CMS Issues Final Rule Impacting Medicare Advantage and Medicare Part D Programs for Contract Year 2013
Written by Roy Albert, Susan Berson, and Tara Swenson
The Centers for Medicare & Medicaid Services (“CMS”) recently published final regulations implementing program and technical changes to the Medicare Advantage (“MA”) and Medicare Prescription Drug (“Part D”) benefit programs. In the final rule, CMS addressed comments from various stakeholders on the proposed regulations published back in October. The final regulations came out on the same day CMS issued the Announcement of Calendar Year 2013 MA Capitation Rates and MA and Part D Payment Policies and Final Call Letter.
The scope of the regulations is broad, and they include technical clarifications as well as programmatic changes.
Among other things, CMS finalized various regulations necessary to phase out the Part D coverage gap (also known as the “donut hole”) for Medicare beneficiaries who do not already receive low income subsidies. Although CMS already implemented some of the provisions related to the phase-out of the coverage gap through program guidance in 2011, CMS codified the existing Coverage Gap Discount Program requirements “through full notice and comment rulemaking to provide additional transparency and a formal framework for operating the [Coverage Gap] Discount Program and enforcing its requirements.”
The final rule also implemented section 1150A of the Social Security Act, as amended by section 6005 of the Affordable Care Act, which adds transparency requirements for pharmacy benefit managers (“PBMs”), including reporting requirements, confidentiality protections for beneficiaries, and a penalty provision for PBMs.
In addition, CMS amended its regulations to permit prescribers to request a reconsideration on an enrollee’s behalf without completing an appointment of representative form. CMS stated that change will make the Part D appeals process more accessible to beneficiaries.
Under the new regulations, CMS will have the authority to terminate contracts of MA and Part D plans sponsors that fail to receive plan ratings (or “star ratings”) of at least three stars for three consecutive years. MA and Part D plan sponsors are rated on a 1 to 5 star scale based on various measures that correspond to different operational requirements of the MA and Part D programs. CMS views a rating of 3 stars as “average” and the “lowest acceptable rating.” CMS therefore promulgated regulations that authorize prospective termination of MA and Part D contracts that fail to meet the three star threshold for three consecutive years, beginning with star ratings issued in 2012 for the 2013 contract year.
CMS also gave new flexibility in benefits provided for Fully-Integrated Dual Eligible Special Needs Plans (“FIDE SNPs”). This new authority enables dual eligible SNPs to offer additional supplemental benefits that other MA plans may not provide, including non-skilled nursing services, personal care services, and other long-term care services that CMS determines may better integrate care for the dual eligible population.

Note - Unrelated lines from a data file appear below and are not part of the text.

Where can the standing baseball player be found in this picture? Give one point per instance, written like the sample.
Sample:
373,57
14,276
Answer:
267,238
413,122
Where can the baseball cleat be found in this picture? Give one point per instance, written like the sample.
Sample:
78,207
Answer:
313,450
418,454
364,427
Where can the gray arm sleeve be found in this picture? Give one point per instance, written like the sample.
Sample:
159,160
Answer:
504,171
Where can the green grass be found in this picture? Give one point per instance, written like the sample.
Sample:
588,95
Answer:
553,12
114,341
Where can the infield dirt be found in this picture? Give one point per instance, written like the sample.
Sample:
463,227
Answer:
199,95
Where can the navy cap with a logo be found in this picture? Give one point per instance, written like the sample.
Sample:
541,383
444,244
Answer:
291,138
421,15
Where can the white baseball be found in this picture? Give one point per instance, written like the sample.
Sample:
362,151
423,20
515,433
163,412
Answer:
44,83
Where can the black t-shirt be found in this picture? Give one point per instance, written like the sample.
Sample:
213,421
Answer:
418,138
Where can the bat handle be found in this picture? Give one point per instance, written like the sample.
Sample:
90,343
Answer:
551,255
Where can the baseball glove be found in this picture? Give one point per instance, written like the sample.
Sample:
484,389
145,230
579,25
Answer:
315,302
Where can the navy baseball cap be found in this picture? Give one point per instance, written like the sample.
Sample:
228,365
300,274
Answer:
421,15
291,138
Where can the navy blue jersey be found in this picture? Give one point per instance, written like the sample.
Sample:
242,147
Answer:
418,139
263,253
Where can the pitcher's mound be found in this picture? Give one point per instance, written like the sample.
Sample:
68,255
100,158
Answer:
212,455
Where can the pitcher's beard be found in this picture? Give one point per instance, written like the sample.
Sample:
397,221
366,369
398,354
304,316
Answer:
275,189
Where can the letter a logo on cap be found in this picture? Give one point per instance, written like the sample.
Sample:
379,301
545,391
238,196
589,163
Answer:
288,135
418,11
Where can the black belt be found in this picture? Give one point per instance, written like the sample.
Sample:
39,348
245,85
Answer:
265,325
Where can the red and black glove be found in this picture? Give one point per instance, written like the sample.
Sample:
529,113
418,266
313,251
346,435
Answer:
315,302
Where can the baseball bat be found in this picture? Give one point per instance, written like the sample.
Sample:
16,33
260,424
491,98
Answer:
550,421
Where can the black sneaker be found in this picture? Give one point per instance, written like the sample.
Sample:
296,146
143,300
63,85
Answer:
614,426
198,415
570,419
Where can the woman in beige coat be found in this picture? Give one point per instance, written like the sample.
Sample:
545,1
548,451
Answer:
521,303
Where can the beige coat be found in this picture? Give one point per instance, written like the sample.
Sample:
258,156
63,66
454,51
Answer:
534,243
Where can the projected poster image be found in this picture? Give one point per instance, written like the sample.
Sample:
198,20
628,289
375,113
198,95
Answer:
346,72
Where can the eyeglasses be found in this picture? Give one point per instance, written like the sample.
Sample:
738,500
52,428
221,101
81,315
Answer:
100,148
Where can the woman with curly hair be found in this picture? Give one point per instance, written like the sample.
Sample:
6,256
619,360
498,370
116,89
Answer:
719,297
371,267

These supplemental benefits must meet integration and performance standards and may not add additional costs to beneficiaries.
Finally, CMS finalized provisions that: (1) clarify that MA plans may limit durable medical equipment (“DME”) to “preferred” brands and manufacturers as long as several requirements are satisfied that ensure enrollees have access to all categories of DME specified in the Social Security Act; (2) establish and apply a daily cost-sharing rate (that Part D plan sponsors must provide upon request beginning in January 2014) as part of a plan’s drug utilization management and fraud, abuse, and waste control programs; and (3) require Part D plan sponsors to include an active prescriber National Provider Identifier on prescription drug event records submitted to CMS.